Note that you need to bring html_document onto new line and indent it with two spaces. html_document is a value of output key. output can have other values e.g pdf_document, word_document. However html_document also becomes a key for toc value and toc becames a key for its own value.

Now that we have sort it initial YAML layout we can continue adding more options to style our HTML document. The other two useful options that I like to pass in are toc_depth and number_sections

 ---
 title: "Hello world"
 author: "Kirill"
 date: "13 July 2016"
 output:
   html_document:
     toc: true
     toc_depth: 4
     number_sections: yes
 ---

Most of those options are self explanatory. They best way to learn what each does, is to pass them in. Note that you can comment lines out inside YAML section with # symbol.

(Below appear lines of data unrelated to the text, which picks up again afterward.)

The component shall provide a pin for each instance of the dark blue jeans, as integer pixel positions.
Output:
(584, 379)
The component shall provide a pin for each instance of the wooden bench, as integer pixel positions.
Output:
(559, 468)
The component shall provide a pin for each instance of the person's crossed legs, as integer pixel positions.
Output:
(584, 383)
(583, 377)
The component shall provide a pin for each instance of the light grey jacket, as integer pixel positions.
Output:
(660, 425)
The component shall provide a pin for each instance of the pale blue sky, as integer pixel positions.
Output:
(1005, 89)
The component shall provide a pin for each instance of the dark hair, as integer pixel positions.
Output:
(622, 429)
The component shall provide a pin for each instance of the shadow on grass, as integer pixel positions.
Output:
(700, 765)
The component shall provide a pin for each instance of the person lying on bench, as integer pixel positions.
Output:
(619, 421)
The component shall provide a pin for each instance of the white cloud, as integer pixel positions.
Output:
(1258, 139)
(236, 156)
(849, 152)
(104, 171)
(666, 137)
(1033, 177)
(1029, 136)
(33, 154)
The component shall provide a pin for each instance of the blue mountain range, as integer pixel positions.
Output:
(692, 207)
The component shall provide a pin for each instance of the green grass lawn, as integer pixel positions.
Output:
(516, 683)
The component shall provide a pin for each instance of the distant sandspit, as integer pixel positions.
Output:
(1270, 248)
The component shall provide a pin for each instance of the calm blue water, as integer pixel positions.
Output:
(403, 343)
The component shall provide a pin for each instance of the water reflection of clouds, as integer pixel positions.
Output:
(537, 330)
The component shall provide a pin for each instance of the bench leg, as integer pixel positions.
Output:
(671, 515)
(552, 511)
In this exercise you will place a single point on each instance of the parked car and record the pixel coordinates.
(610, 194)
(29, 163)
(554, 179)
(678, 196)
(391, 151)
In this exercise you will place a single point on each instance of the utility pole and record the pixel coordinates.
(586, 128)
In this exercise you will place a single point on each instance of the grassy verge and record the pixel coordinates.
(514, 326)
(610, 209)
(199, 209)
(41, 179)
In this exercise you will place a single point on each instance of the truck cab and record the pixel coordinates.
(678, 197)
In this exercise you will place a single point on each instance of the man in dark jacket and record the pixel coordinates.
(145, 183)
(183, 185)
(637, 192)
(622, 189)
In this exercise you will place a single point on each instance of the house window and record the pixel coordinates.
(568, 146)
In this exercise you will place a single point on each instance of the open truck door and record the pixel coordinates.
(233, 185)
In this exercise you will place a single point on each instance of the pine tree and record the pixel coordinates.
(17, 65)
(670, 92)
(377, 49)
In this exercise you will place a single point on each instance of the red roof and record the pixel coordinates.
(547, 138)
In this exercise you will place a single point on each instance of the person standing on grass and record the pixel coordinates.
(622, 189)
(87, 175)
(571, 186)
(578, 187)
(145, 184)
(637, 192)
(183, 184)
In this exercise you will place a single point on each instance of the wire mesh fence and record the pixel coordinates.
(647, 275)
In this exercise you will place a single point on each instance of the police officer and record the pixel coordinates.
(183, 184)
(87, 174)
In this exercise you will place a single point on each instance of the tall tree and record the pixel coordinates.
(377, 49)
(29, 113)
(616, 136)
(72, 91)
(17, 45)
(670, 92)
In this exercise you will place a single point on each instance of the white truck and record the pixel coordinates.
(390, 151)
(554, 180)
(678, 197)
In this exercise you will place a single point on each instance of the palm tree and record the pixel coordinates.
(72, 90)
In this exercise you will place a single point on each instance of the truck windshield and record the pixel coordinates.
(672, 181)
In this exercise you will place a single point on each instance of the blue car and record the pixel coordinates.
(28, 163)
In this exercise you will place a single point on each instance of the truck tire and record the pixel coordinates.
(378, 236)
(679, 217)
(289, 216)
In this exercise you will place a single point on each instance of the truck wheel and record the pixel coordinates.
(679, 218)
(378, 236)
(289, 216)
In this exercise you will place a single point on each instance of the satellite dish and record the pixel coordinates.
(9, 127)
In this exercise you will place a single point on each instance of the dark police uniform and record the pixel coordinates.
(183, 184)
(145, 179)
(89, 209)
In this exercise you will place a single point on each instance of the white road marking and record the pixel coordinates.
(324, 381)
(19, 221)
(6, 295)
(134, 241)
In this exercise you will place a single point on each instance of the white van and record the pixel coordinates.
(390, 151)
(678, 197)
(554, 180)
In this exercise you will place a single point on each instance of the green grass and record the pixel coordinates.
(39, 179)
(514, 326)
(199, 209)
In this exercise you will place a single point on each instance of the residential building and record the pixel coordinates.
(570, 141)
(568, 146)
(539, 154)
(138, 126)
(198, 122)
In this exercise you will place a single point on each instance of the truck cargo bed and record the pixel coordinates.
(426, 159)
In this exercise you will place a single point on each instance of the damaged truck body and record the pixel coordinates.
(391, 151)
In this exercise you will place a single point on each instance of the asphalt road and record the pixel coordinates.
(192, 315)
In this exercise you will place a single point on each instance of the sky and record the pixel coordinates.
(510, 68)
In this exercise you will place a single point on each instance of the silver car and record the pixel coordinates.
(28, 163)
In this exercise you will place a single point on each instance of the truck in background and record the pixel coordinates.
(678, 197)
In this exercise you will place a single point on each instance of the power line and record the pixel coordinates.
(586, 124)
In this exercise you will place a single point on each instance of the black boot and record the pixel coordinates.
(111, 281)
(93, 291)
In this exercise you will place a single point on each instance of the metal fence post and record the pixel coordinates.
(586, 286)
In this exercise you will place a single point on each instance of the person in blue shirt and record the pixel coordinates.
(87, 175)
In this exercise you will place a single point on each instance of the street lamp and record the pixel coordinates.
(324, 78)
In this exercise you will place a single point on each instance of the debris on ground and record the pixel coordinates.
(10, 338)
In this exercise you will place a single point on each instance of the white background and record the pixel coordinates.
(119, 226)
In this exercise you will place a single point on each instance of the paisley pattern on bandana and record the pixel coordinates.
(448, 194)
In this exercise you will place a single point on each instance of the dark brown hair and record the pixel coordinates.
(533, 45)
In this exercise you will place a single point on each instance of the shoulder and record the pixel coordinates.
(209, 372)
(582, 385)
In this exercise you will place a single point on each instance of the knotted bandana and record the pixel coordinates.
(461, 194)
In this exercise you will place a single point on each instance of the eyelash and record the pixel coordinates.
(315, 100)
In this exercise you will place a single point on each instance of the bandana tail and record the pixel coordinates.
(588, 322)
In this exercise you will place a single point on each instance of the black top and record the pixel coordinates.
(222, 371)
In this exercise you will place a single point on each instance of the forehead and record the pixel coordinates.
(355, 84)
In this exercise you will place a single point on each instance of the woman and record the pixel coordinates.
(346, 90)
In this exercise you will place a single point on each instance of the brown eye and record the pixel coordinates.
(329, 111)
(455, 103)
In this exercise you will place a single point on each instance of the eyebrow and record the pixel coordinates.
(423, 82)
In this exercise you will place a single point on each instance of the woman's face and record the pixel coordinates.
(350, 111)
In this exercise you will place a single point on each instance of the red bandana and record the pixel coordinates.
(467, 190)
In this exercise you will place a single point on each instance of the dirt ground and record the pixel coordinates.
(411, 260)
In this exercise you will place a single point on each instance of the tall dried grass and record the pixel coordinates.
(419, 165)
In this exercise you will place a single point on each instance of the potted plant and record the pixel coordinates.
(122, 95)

The last two options that can change your document apperance are theme and highlight. There are nubmer of different themes and highlight options. I suggest you find the one you like in your own time.

R slides - ioslides

As I mentioned in previous section, output has many options, one of which is ioslides_presentation. You can simple add

 ---
 output: ioslides_presentation
 ---

at the top of your document and your .Rmd files will be complied to slide presentation instead.

Another options is select presentation options when you were opening R markdown file. Either way you’ll notice YAML header reflects your selected output type. Let’s open new R markdown document and let’s select presentation instead and let’s select HTML (ioslides) option there. You can still save your files as .Rmd, and then press the the Knit HTML button.

The syntax for the document is more or less the same, expcept ## is now used to mark new slide.

Extras

This is mainly to talk about Rnotebook and give you some extra tips about it. Hopefully this will grow into section of it own in the near future.